If you’ve taken out a business loan, or any loan from a lender in the past, you will be required to make repayments of a certain amount over an agreed amount of time so that the lender can make back the money that you’ve borrowed. Sometimes, things change from when you decided to take out the loan – maybe your business has suffered a loss of income, or you’ve fallen on hard times when it comes to managing your money – this could lead to your business loan defaulting. When you default on a loan, you cannot make the payments agreed upon with your lender. When this happens, information will be sent to a debt collection agency, which will continue to contact you until you have made the payments expected of you.
What happens next?
As a result of your defaulting on your loan, your business credit score and report will take a hit. These are two things that will follow you around for years to come, so it is imperative that you do your best to make sure that you keep them healthy. When you default, your credit score will deplete, and it will be shown to lenders on your report. If you need help with your finances in the future, you are unlikely to be approved as you will be seen as an untrustworthy borrower. You may also face higher interest rates because of the risk.
How can you prevent this?
If you take out a business loan, you need to make sure that you can afford the repayments so that you don’t push yourself into further financial difficulty or impact your credit score. Here are a few ways that you can ensure that you don’t default on your business loan.
Track spending and cut back
If you’ve taken out a loan, you first and foremost need to make sure that you can afford to pay it every month. You can do this by tracking your expenses and having a good idea of how much you have coming in and how much you pay in outgoings. You should treat your debt repayment as one of your outgoings. And if you find that you don’t have enough money coming in to cover the payment, you’re going to need to make cutbacks. Take a look at where you are spending your money and see if there is anything less important that you could get rid of – think overspending, or things you could live without.
You need to prioritise your loan repayments, for the sake of your financial health. Making sure that you treat your loan as a primary expense each month means that you’re less likely to push it aside and forget about it – leading to default. If you have a few loans to repay, choose the smaller ones to pay down first so you can use the extra income once this is paid off to make a start on your larger debts. Doing this means you can pay your debt off regularly and eventually; you will be debt free.
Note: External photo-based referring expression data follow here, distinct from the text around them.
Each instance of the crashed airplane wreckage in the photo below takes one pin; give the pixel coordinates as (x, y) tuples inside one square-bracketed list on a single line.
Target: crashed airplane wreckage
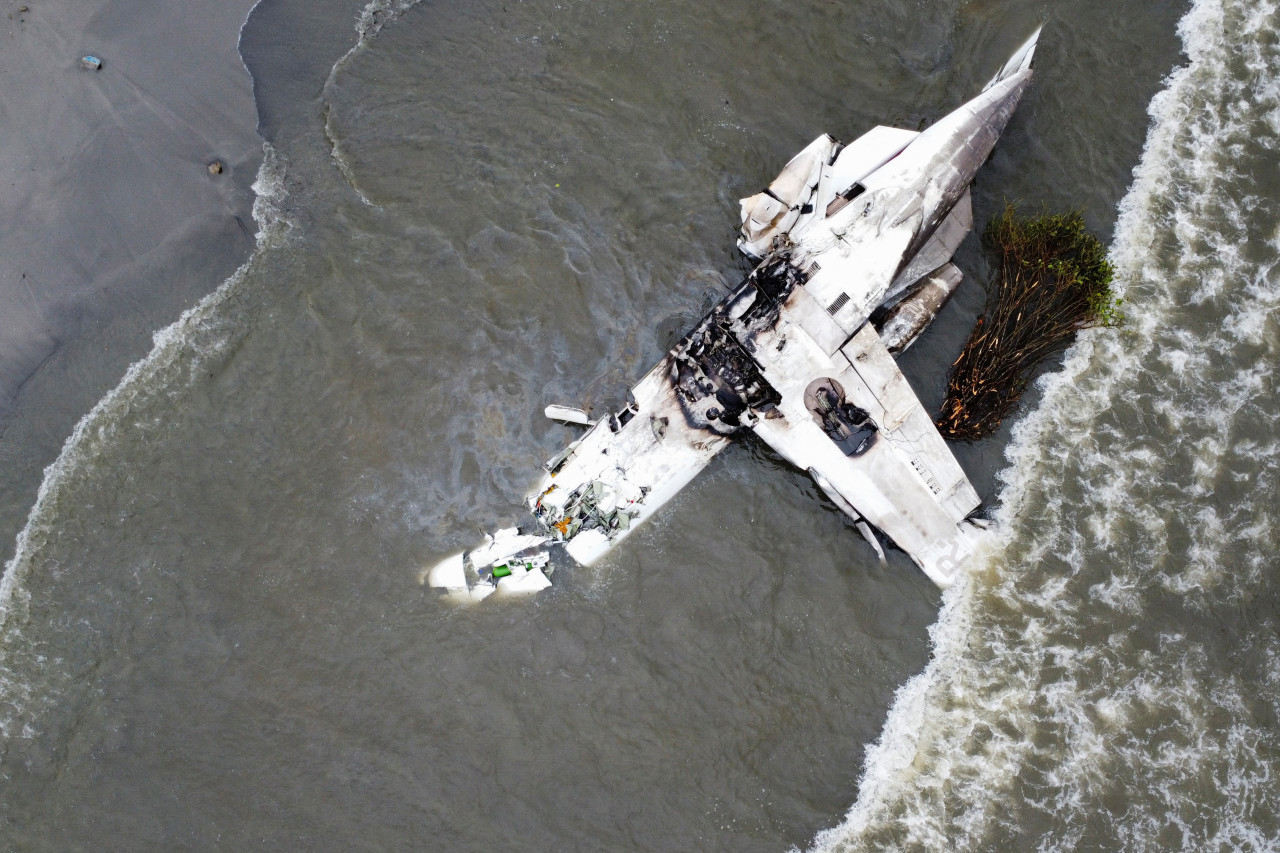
[(854, 246)]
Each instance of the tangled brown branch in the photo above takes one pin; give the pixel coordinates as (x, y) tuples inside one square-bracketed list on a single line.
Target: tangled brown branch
[(1052, 279)]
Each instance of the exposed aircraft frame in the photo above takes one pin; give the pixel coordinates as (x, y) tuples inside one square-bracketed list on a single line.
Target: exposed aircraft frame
[(854, 246)]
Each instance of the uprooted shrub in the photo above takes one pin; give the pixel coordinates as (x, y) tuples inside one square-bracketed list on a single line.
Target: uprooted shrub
[(1052, 279)]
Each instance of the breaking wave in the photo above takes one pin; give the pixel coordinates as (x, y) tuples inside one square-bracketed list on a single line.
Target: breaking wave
[(1107, 680), (177, 355)]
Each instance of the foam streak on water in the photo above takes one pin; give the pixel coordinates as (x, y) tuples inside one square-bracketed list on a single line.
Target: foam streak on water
[(1110, 679), (177, 352)]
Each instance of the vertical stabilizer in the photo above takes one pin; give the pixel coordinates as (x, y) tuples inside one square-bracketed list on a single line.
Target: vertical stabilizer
[(1020, 60)]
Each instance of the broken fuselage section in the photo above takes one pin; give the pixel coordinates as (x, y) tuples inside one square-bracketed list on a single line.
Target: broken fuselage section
[(854, 246)]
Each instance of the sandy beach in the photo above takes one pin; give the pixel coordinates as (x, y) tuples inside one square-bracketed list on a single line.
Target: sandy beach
[(110, 220)]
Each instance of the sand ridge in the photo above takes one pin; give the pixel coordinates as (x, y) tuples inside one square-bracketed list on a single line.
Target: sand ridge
[(110, 222)]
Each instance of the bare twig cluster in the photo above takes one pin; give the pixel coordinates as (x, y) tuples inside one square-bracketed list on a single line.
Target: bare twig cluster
[(1052, 279)]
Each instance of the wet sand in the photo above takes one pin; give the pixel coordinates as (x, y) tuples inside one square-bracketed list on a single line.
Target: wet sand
[(110, 222)]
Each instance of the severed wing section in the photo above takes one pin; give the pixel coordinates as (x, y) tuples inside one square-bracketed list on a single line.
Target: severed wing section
[(854, 245)]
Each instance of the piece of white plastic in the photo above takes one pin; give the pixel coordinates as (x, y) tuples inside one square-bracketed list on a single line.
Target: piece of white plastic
[(448, 574), (568, 415)]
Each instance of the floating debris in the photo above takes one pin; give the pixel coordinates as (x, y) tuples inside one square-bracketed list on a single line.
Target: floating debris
[(1052, 281)]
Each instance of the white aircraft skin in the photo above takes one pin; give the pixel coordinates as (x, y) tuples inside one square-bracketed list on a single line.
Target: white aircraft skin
[(855, 246)]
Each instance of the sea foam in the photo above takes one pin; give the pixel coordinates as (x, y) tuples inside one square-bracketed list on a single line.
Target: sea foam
[(1078, 692)]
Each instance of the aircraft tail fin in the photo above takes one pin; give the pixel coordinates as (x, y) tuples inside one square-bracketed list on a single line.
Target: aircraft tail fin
[(1020, 60)]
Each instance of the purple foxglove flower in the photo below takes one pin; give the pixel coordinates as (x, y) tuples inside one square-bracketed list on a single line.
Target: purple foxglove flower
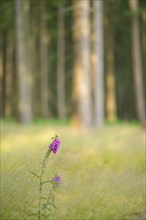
[(55, 145), (57, 180)]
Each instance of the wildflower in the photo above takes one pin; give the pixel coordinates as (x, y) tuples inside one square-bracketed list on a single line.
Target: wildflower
[(57, 180), (55, 145)]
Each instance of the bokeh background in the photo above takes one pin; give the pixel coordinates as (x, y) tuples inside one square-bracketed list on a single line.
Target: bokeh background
[(75, 69)]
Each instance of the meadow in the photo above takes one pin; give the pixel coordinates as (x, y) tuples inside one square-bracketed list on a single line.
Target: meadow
[(102, 170)]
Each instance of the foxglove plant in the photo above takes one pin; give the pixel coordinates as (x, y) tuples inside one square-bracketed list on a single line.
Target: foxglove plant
[(44, 208)]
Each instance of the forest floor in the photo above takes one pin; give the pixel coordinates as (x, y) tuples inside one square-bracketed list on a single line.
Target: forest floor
[(103, 171)]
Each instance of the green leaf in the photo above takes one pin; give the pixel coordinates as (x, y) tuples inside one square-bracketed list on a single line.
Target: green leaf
[(35, 174)]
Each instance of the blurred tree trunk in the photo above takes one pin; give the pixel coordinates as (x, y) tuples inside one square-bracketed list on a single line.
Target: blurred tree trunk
[(44, 70), (1, 72), (61, 65), (144, 45), (4, 54), (81, 67), (8, 76), (109, 57), (24, 80), (137, 62), (98, 66)]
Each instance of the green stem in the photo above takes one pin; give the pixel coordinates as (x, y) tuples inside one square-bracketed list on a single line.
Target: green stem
[(41, 182)]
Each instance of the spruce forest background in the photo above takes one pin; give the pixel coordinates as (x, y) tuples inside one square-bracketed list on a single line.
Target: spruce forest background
[(82, 60)]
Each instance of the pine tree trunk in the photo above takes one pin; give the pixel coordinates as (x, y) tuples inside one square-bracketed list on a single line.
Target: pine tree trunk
[(44, 70), (109, 56), (24, 80), (8, 79), (61, 66), (98, 63), (137, 62), (81, 68)]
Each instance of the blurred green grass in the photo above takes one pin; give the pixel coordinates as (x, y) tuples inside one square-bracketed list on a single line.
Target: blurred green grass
[(102, 170)]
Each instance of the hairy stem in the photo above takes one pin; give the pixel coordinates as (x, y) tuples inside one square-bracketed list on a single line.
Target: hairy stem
[(41, 182)]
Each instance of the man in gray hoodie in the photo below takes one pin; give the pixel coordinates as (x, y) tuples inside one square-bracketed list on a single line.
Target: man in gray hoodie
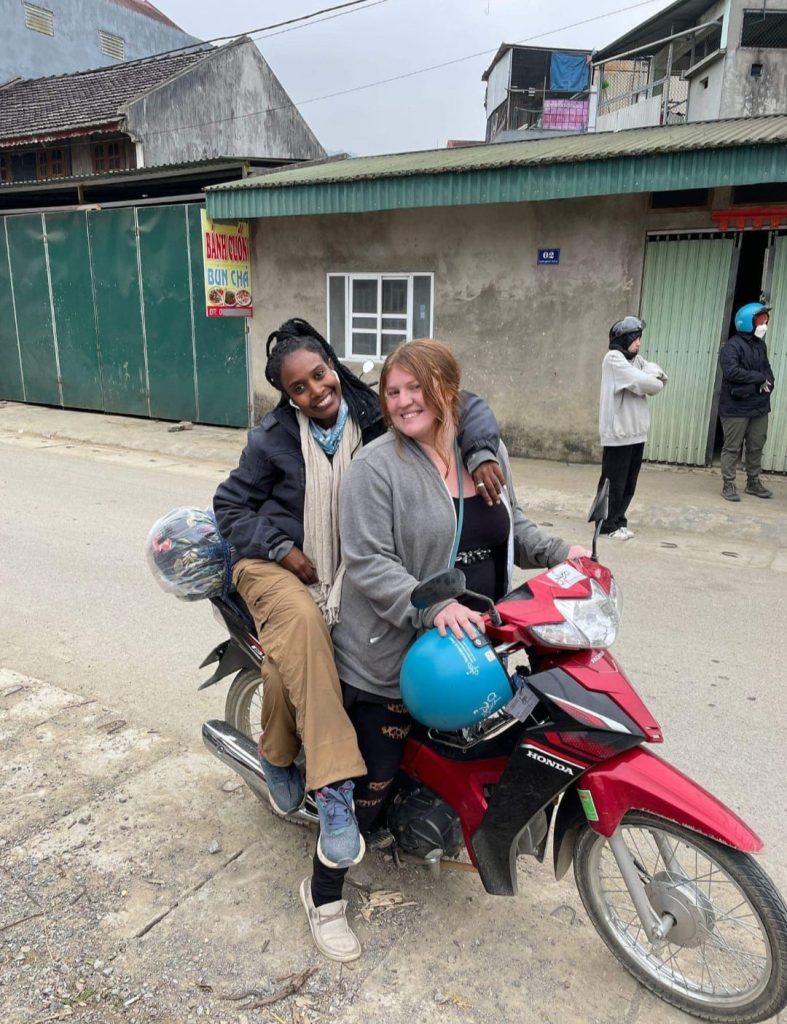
[(626, 380)]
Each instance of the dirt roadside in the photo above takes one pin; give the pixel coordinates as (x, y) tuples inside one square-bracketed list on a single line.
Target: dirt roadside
[(139, 883)]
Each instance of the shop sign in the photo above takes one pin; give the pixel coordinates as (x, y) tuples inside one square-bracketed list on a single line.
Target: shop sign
[(227, 267)]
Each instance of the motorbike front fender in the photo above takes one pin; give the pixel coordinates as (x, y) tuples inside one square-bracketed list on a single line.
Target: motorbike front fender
[(639, 780)]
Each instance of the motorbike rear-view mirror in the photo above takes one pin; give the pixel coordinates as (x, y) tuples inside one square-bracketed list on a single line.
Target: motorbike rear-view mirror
[(439, 587), (600, 507)]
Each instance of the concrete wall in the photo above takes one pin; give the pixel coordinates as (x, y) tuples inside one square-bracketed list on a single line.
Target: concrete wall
[(742, 94), (530, 338), (75, 45), (230, 104)]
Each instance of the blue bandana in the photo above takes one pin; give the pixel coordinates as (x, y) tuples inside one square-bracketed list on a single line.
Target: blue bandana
[(330, 439)]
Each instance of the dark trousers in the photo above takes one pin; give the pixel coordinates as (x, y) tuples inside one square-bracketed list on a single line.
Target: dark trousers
[(620, 465), (382, 731), (740, 431)]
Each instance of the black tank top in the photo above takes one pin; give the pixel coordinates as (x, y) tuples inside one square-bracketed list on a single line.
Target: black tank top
[(483, 548)]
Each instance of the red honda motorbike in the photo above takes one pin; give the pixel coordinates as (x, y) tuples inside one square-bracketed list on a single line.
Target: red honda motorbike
[(663, 868)]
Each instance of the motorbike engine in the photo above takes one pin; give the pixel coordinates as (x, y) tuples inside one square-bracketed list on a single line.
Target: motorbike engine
[(421, 822)]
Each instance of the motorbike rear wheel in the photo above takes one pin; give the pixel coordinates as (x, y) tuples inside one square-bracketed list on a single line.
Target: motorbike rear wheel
[(243, 710), (726, 957)]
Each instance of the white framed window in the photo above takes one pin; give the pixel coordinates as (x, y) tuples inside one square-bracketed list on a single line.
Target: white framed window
[(112, 45), (39, 19), (369, 313)]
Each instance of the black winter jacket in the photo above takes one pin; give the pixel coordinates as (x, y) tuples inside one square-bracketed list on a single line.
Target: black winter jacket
[(744, 369), (259, 507)]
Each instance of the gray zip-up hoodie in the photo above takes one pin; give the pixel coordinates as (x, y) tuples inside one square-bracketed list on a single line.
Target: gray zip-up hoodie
[(623, 413), (397, 525)]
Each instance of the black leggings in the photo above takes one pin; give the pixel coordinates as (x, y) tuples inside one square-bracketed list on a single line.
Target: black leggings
[(383, 730)]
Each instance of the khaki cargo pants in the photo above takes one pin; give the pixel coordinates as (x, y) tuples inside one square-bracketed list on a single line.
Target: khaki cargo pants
[(302, 695)]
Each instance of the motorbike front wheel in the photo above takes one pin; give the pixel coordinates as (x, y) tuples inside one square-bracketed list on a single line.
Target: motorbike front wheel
[(243, 710), (726, 956)]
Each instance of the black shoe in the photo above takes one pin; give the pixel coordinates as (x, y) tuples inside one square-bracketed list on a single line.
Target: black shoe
[(757, 488), (729, 492)]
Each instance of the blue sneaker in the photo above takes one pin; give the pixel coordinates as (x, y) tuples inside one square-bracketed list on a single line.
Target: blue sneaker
[(340, 844), (286, 788)]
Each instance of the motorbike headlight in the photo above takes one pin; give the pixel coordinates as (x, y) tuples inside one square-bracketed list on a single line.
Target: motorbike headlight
[(589, 622)]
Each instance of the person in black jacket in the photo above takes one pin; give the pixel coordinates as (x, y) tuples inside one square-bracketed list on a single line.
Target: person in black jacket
[(744, 402), (278, 511)]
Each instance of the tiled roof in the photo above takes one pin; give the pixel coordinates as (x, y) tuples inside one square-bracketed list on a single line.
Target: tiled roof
[(38, 108)]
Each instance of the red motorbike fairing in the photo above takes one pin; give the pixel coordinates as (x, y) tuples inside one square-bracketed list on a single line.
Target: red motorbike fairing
[(641, 780)]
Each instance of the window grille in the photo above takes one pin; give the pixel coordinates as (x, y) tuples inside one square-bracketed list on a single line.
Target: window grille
[(39, 19), (113, 46), (762, 29), (370, 313)]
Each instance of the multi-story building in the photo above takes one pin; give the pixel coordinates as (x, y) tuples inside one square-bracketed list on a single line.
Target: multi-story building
[(53, 37), (537, 91), (696, 60)]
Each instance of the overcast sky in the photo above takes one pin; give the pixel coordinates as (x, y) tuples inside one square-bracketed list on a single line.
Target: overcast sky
[(396, 37)]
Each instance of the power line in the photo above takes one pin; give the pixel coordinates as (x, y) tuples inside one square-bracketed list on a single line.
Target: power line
[(405, 75), (342, 13), (276, 25)]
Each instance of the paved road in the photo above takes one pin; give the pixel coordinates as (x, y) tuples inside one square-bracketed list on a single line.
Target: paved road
[(113, 823)]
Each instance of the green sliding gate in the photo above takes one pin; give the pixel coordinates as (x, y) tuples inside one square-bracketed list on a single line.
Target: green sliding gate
[(105, 310), (685, 305)]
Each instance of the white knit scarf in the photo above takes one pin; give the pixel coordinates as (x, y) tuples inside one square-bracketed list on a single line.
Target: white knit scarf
[(320, 513)]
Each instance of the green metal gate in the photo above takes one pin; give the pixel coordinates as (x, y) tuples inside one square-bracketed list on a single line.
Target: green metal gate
[(775, 455), (105, 310), (685, 303)]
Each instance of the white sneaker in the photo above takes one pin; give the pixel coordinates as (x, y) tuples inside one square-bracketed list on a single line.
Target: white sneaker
[(333, 936)]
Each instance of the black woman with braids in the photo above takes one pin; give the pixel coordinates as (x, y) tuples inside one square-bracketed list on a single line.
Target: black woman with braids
[(279, 511)]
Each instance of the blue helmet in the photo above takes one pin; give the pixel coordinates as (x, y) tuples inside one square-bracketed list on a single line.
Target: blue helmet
[(187, 555), (449, 684), (744, 318)]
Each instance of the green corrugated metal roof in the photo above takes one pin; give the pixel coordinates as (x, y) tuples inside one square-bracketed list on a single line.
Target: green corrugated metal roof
[(700, 155)]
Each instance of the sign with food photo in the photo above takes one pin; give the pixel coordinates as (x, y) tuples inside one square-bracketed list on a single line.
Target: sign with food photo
[(227, 267)]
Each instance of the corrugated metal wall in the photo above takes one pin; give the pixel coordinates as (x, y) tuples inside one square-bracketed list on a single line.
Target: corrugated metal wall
[(684, 303), (105, 310), (775, 455)]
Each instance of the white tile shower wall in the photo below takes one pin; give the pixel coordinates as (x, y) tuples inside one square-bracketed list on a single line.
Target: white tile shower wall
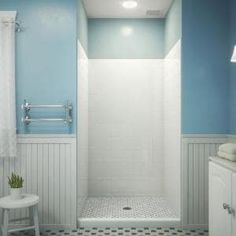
[(172, 130), (48, 166), (82, 158), (125, 127)]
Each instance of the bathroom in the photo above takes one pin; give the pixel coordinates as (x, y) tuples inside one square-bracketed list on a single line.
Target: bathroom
[(148, 91)]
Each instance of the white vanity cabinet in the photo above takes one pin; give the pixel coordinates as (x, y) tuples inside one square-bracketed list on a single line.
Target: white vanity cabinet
[(222, 197)]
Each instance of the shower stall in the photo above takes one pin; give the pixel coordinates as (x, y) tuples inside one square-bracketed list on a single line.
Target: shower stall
[(129, 140)]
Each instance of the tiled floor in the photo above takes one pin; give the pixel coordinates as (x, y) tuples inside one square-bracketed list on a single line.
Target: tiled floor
[(121, 232), (138, 207)]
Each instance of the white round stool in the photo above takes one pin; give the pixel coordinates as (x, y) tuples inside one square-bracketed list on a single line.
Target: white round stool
[(28, 201)]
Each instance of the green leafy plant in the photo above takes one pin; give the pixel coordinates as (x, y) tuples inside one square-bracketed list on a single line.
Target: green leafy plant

Choose a loan that is right for you
As much as ensuring that your loan doesn’t default depends on consistent repayments, it also depends on you making the best decision for you in the first place. Of course, unprecedented events can happen with could lead us to not be able to afford repayments that we didn’t see coming. But choosing a loan that meets your needs, and a lender that offers you a suitable repayment period and amount means that you are more likely to be able to manage your debt more easily. Make sure you do your research and compare lenders before making your mistake – too big a loan over too short a period could mean defaulting. Be sensible when taking out additional finance.